In Hello Kitty’s early years, the company had sold products door-to-door in the US, before setting up the first overseas branch of its retail store, Gift Gate, in San Jose in 1976.
But following an explosion of Western interest in Japanese culture — from “Dragon Ball Z” to Tamagotchis and Beyblade — she captured the imagination of American consumers around the turn of the millennium, according to Atsuo Nakayama, a Japanese sociologist specializing in the entertainment industry.
“Just after 9/11, the world was changing,” he told CNN. “And I think that the Japanese ‘kawaii’ culture was an alternative fit for America, somehow.”
Much of Hello Kitty’s commercial success has been achieved through licensing.

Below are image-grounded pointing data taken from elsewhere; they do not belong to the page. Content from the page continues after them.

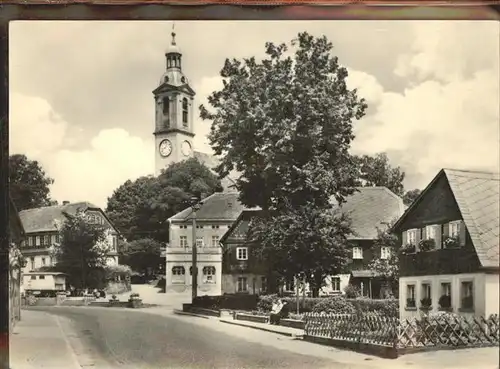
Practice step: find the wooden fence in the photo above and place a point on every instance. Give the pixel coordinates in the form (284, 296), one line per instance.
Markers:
(447, 330)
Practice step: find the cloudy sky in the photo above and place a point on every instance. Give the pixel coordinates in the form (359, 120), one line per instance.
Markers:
(81, 101)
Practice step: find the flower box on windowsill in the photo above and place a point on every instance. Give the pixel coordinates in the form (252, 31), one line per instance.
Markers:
(427, 245)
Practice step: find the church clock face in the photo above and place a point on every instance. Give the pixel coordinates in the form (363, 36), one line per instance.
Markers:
(186, 148)
(165, 148)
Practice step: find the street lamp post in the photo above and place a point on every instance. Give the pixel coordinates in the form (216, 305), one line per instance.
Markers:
(195, 206)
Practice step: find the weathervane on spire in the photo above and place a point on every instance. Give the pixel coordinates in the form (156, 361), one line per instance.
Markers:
(173, 33)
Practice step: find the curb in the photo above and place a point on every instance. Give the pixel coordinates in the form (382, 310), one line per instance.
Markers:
(180, 312)
(270, 330)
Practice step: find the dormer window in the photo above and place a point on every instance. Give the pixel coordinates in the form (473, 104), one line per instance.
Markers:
(184, 112)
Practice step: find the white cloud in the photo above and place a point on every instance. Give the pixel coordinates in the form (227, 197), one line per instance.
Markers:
(86, 175)
(448, 115)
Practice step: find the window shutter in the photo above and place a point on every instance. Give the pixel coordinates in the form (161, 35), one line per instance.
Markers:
(438, 235)
(462, 233)
(404, 238)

She has spawned books, video games and animated TV series, like the long-running “Hello Kitty and Friends,” which helped further develop her character.
(Although, despite being raised in London, she was given a North American accent in English dubbed versions.)
She has also been part of deals with major consumer and luxury brands, and has appeared on an EVA Air plane, Fender Stratocaster guitars and Swarovski jewelry.
And while Sanrio’s declining fortunes at the turn of the 2010s sparked fears that Hello Kitty’s cultural relevance was fading, the company’s share price has rocketed in the last two years.
It now stands over 10 times its Covid-era low.
According to Atsuo, nostalgia is once again a key driving force — at home in Japan and abroad.
“Hello Kitty is on the rise again in America, and I think that this is because the first generation have now become parents and passed (their interests) on to their children,” Atsuo said, adding:
“(Her popularity) has risen and fallen many times like this, and it creates a regular opportunity for people who were captivated by Hello Kitty to remember it and want to collect it again.”
Sanrio’s recent successes are also, in part, due to it diversifying away from Hello Kitty.
The character now only accounts for around 30% of Sanrio’s gross profit in product sales and licensing, down from 76% a decade earlier, according to the Wall Street Journal.
Recent creations like Gudetama (a lazy egg yolk) and Aggressive Retsuko (an introverted death-metal-loving red panda) have both featured in their own Netflix series.
Yet, even as Sanrio’s business model changes, Yamaguchi believes Hello Kitty will endure.
“Of course, there are many characters in the world that have been around longer than Hello Kitty,” the illustrator said, adding:
“I hope she continues working hard so she can celebrate her 100th anniversary in 50 years’ time.”